For those of us who are a little out of range of Muenster,



is the real deal, even for us schlesich/saarlaender offshoots.
.
glueck auf!

stencil said...

blasted bot wouldn't display the link ---

https://www.stiglmeier.com/

On a Wing and a Whim said...

@John Cunningham - in many cases I'd agree with you, but in this case? Any freezer packs I have (and I do have them) would then have to be lugged back home with us. Ice can be dumped on site, and only an empty, dry cooler returned... quite possibly packed with other things that I found that will follow me home.

And if there's no room to fit the cooler after shopping, then it'll go with friends and I'll not have to worry about handing a mess of packs off to anyone else. Thus, they remain in the deep freezer, and ice it is.

Dave said...

Question: what's the difference between German potato salad and (for lack of a better term) American potato salad?

Peter said...

@Dave: In my experience (which is limited), American potato salad is heavy on the mayonnaise and doesn't have much in the way of herbs. It's eaten cold. German potato salad is cut smaller, has more herbs and oils in it (depending on the recipe one uses), and is heated (warm, not steaming hot) before eating. It has more of a savory flavor.

Sam L. said...

My mouth waters...

Silent Draco said...

I should know better than to cross words with a certified (or certifiable?) Master Punner, but the channeling just came forth.

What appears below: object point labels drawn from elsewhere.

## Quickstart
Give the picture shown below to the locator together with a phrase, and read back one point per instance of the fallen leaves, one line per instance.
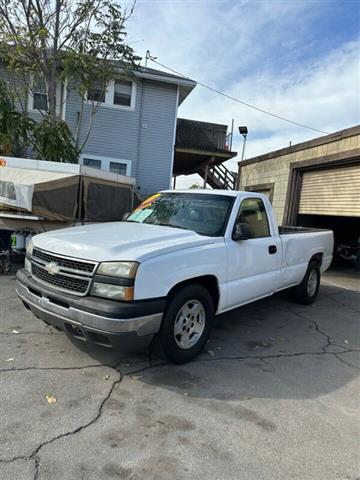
(50, 399)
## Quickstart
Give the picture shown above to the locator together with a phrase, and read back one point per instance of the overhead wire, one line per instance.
(279, 117)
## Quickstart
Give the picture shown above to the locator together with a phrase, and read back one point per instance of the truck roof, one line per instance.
(229, 193)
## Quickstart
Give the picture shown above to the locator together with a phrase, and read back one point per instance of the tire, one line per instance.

German potato salad, served warm and savory, is wonderful. A waitress once asked slowly and carefully if I knew what I ordered, but a simple "naturlich" took care of that.

Tom in NC said...

For a similar experience if you are ever in Dallas anywhere near the SMU campus, Kuby's Sausage House and Old World Market offers a similar butcher shop experience, along with a nice restaurant. They also do wild game processing the Old World way. I was lucky enough to live within a couple of blocks of the place when I was in school, and our German language class went there to practice conversational German with the mostly German staff. I highly recommend it!